Julie Kearns says restructuring a planning firm isn’t about extracting fees from clients, but unlocking the
value of a business.
We purchased our business from a financial planner who was remunerated entirely from commissions, and over the past two years we have introduced a fee-for-advice system to all new and existing clients. Overall, we have not had many objections, but we have had to turn business away. Our fee-forservice model is based on the value of the advice we provide; that is, the strategy itself. Products essentially come second. Unfortunately, the drawback is that you can’t help everyone, because not everyone is able to pay the fee. So we have turned business away, and our predecessor would have thought this action ludicrous. However, we work in a profession where a significant amount of work goes into client needs analysis, research, and consideration of alternatives – and that’s before any recommendations have been made and implemented. Each time an industry super fund ad runs and sends the message that commissions are not paid to advisers within their products, they fail to mention that this means the client receives no financial advice, either. Most of the advice we provide is based around improving the accumulated wealth for retirement, but it is advice they would never have received had they not paid for it.

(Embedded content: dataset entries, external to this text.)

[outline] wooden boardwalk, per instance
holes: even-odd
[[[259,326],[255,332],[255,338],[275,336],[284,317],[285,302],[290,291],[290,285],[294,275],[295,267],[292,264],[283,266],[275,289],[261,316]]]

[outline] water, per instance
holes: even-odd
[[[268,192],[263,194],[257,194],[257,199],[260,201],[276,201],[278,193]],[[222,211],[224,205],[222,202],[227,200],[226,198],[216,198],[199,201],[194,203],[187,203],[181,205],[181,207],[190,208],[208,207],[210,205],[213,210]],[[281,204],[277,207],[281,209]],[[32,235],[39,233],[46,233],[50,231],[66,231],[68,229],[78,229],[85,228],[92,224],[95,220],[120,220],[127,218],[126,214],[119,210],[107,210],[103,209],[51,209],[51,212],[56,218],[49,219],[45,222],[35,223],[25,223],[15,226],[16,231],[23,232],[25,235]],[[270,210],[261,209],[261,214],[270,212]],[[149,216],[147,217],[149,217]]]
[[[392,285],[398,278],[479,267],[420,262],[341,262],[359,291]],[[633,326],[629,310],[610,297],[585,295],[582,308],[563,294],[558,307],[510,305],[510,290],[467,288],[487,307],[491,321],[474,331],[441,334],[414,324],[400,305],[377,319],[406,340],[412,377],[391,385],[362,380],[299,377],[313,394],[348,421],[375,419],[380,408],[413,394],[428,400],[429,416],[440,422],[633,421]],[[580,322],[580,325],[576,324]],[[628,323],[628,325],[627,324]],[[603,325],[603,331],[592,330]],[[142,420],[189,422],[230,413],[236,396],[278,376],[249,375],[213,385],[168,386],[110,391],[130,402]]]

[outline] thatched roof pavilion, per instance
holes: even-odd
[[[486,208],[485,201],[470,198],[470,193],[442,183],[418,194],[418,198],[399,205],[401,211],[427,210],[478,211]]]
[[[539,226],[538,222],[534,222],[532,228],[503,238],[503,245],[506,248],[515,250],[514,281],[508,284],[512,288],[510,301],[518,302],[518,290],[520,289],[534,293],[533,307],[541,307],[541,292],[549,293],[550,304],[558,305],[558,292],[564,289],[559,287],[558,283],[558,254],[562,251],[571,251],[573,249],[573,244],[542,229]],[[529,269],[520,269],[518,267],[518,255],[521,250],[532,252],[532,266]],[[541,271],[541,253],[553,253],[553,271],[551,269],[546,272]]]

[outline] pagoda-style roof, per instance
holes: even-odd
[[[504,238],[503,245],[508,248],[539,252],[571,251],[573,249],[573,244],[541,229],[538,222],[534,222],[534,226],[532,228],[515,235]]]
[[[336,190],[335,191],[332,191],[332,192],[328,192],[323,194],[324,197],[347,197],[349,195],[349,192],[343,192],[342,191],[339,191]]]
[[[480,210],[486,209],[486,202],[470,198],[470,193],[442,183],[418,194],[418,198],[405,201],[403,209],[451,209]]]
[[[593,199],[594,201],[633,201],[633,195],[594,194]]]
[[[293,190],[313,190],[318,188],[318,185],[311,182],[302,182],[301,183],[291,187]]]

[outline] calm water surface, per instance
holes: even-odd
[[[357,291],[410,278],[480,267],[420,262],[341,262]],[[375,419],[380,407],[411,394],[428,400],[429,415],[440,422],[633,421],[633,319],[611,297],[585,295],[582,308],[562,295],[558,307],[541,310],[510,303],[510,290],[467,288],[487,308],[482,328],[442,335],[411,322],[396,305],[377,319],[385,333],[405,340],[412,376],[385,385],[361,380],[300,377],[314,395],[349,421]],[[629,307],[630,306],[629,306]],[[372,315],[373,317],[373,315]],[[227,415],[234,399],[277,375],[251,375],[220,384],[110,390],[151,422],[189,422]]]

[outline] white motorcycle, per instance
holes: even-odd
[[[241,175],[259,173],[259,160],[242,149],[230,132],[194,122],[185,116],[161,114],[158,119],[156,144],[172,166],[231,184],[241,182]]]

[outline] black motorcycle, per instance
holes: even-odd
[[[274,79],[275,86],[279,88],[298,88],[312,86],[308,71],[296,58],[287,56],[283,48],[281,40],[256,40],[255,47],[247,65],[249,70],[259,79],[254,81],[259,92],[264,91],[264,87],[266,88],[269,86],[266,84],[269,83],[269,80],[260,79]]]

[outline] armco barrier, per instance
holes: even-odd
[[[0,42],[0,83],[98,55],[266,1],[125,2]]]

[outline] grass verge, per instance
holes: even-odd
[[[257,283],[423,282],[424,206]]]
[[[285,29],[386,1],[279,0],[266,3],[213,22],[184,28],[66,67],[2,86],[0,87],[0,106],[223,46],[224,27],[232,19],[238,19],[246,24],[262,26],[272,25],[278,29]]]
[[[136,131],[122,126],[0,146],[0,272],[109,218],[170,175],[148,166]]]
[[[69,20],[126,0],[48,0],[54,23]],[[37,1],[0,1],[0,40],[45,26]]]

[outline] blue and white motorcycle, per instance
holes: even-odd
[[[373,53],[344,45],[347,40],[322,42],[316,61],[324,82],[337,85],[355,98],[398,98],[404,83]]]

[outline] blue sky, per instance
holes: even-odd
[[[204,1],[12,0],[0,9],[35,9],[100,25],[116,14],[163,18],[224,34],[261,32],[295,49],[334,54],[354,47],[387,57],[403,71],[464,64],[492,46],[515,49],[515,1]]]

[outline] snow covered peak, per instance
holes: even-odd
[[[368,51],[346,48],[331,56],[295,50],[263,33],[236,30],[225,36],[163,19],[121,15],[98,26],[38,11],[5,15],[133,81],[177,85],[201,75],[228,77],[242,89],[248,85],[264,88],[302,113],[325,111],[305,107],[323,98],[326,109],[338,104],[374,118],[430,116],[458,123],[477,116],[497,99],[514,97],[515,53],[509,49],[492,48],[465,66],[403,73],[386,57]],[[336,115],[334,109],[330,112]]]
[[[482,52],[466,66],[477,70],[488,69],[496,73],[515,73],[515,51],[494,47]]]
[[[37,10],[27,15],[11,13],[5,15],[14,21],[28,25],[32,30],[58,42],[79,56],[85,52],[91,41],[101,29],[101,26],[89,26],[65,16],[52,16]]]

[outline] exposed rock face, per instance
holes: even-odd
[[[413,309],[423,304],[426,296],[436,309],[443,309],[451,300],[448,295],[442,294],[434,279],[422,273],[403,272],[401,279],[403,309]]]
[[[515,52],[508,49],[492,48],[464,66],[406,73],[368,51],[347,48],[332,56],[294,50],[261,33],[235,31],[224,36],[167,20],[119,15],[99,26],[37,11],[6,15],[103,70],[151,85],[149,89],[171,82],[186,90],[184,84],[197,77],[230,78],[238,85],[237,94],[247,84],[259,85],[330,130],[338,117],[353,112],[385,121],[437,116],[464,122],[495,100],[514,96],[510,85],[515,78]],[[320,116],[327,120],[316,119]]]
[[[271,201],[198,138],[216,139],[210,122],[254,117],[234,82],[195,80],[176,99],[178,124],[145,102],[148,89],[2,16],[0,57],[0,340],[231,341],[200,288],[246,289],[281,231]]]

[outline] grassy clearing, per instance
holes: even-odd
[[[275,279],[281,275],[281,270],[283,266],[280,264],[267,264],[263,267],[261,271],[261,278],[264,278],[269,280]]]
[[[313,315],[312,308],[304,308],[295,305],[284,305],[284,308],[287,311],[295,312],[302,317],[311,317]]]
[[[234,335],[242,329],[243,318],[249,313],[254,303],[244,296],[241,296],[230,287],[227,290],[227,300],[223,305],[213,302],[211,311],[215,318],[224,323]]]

One of the lessons we have learned from the fee-for-advice model is that this model will in the long term benefit the adviser more than any commission because of the following:
• If you have plans to grow your business, or you need a funding arrangement to introduce a successor, banks that lend against the cashflow of a financial planning practice are more interested in fee-for-service agreements than any commission.
• Your remuneration becomes less tied to market volatility. In our business the global financial crisis shaved approximately 30 per cent off our previous year’s income overnight. A fee agreement better insulates your business from such volatility.
• The expectation of services offered and delivered is understood more clearly by both the adviser and the client.
I think we do need to give better understanding to those financial planners that have only ever known a commission-based remuneration system, because when you move to fee for service, you are not just changing the way in which fees are extracted, you are changing the whole dynamics of your business. Even if it is for the best, is it necessary for these advisers to do it? Or should it be up to the financial planners coming through all those succession plans?
The transition to fee for service requires a complete overhaul of your business if you want to do it right and confidently from the beginning. By migrating to a fee-for-service regime we were forced to make many changes, which at times seemed arduous, and doubts did challenge whether it was worth it. For us, it has been worth it, because we are young and can see the financial planning industry will look significantly different in the next 20 years. But if we were within the last five years of planning before retirement, I could see that we would be less enthusiastic about such a change. To make the transition we had to:
• Evaluate what our client value proposition was and communicate it to our staff. It sounds easy, but this was perhaps the hardest step, because the old methods were so engrained. The idea of charging not only for plans, but also for implementation and other work such as Centrelink investigations, research et cetera was hard to define. But we did find we had been doing a lot of this work for free, or at reduced cost. We then all had to become comfortable with it. If you are not confident in communicating the fees associated with your client value proposition, you will lose business. Clients won’t pay for something they don’t understand.
• Review the products we were using and determine which product model best suited our fee structure. Some products limit the adviser review fee that can be deducted, which limits your ability to use these vehicles if the client is not paying directly.
• Following on from the last point, we had to chuck out the habit of using individually managed portfolios (IMPs). When we looked at how much IMPs cost to run, we decided that the extra expense our clients would need to wear could not guarantee the higher portfolio returns needed to offset the cost. So we had to move to a multimanager approach, based on risk profile. As I had come from a research background this was hard to introduce at first, and we did experiment with model portfolios, but most clients showed no real interest in these when they would need to pay more for the model portfolio. Again, they were interested in paying for strategy advice.
• Get used to shorter client meetings to avoid giving away intellectual property, and to better determine those clients that were interested in paying for the service.
• Convert the second financial planner role to a practice manager role in an effort to keep a better handle on the costs associated with providing advice and the marketing of the business. This meant the remaining financial planner was now free to see clients more often. This reduced the administration workload on this planner and got him in front of more opportunities. Not necessarily tied to a transition to fee for service, but it definitely smoothed the way!
It’s not an easy transition from commission to adviser-review fee. Our predecessor was not unreasonable with the commissions he charged, and our fee-for-service arrangement in most cases arrives at the same costing. So you make the change from commission not for the method of extracting fees, but to make your business more valuable in the long run. In the future, and even now, businesses will not be valued on “buyer of last resort” multiples, but by the number of fee agreements you have signed, the stage of life of your clients, and the simplicity of running your business through clear, documented means. If a commission-based business was up for sale I would want to see if any fee-for-service agreements exist, the condition of the client files, results of their last internal/external compliance audit and to extract from the staff further information on their processes before we even looked at any multiples. You have to know what you are buying.